Still, I am fairly certain that the ‘real world’ distractions our students face are present through their laptops as well. I mentioned above the presence of social networks and communication tools, and I believe this quietly contributes to stunted production and focus. However, the internet poses access to distractions much more broad and far reaching than fellow students in a single classroom. If students are letting in their entire networks, the chance of a distraction is even greater. On the other hand, this tool opens them to a world of resources as well. Do the potential hazards and challenges outweigh the benefits
Ultimately, there are several issues in play:
- At one level, this seems to be an issue of classroom management. As teachers, we can effectively moderate and maximize the value of laptops in class. To an extent.

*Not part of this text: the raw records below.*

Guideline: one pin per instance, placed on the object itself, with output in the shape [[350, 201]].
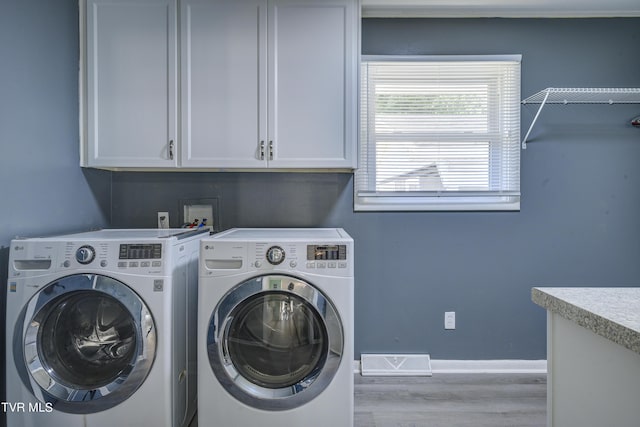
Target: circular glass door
[[271, 344], [88, 343]]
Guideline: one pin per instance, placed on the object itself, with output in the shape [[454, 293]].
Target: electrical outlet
[[449, 319], [163, 219]]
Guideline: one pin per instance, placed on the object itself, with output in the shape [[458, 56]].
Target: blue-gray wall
[[580, 217], [42, 188], [579, 224]]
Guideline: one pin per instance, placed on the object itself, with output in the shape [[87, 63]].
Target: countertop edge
[[597, 324]]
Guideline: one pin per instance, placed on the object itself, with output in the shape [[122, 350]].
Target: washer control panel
[[85, 254], [275, 255]]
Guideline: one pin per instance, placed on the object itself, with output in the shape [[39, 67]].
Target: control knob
[[85, 254], [275, 255]]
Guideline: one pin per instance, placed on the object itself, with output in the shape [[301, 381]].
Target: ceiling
[[501, 8]]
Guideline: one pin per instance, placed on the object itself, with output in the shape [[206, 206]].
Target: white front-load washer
[[101, 329], [275, 337]]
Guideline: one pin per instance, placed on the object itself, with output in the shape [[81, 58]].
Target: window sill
[[435, 204]]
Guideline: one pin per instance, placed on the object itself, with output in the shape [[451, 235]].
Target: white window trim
[[437, 200]]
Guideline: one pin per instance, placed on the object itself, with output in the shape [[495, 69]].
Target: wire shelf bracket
[[552, 95]]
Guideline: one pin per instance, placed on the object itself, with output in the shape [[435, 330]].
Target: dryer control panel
[[322, 258]]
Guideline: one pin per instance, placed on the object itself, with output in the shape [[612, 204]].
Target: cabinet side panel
[[222, 64]]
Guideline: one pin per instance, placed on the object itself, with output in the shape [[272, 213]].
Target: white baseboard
[[481, 366]]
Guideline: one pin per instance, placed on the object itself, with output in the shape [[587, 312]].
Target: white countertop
[[613, 313]]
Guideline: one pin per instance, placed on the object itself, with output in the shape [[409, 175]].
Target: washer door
[[85, 343], [275, 342]]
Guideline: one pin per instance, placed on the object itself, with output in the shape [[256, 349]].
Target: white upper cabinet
[[269, 83], [131, 85], [224, 93], [263, 84], [312, 68]]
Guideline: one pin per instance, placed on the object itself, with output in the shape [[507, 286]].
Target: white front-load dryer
[[275, 337], [101, 329]]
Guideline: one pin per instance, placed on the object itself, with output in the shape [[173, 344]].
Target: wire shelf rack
[[552, 95]]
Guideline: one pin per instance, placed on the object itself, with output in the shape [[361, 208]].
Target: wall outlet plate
[[192, 209], [163, 219], [450, 320]]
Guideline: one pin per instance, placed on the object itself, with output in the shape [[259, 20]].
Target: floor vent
[[396, 365]]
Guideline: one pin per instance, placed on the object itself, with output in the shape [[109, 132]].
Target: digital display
[[141, 251], [326, 252]]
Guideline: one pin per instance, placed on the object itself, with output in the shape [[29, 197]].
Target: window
[[439, 133]]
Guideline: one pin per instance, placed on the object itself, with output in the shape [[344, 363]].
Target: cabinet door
[[131, 83], [313, 47], [223, 83]]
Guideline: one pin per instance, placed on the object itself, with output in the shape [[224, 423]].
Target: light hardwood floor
[[449, 400]]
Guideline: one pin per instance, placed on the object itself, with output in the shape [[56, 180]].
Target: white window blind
[[439, 133]]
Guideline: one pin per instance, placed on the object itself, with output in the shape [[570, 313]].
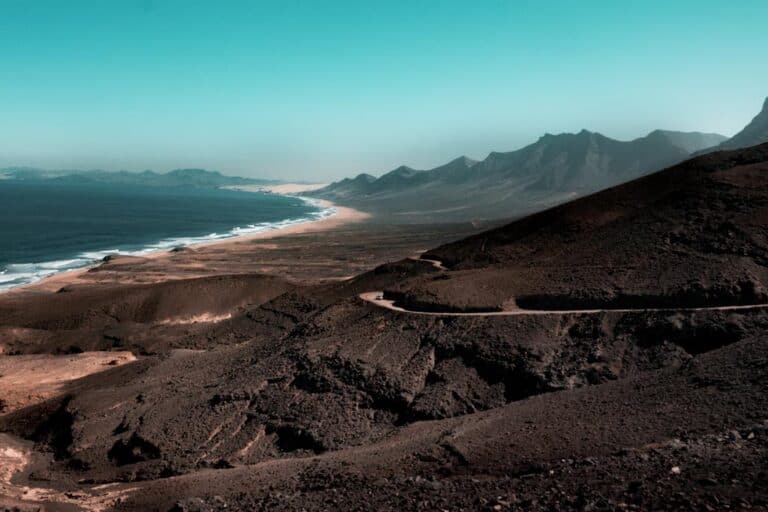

- Beyond this, there are sets of skills students need to acquire in order to effectively harness technology. I’m not sure we are addressing these effectively yet.
- Additionally, the effective use of technology to support learning will stem from growing maturity and responsibility and the ownership of the learning process.
This technology is here. How can we best harness it?
As teachers, how do we mitigate the risks and distractions, while harnessing the potential of the 1 to 1 laptop policy?
How can we best teach and model principled and effective use of technology in and out of the classroom?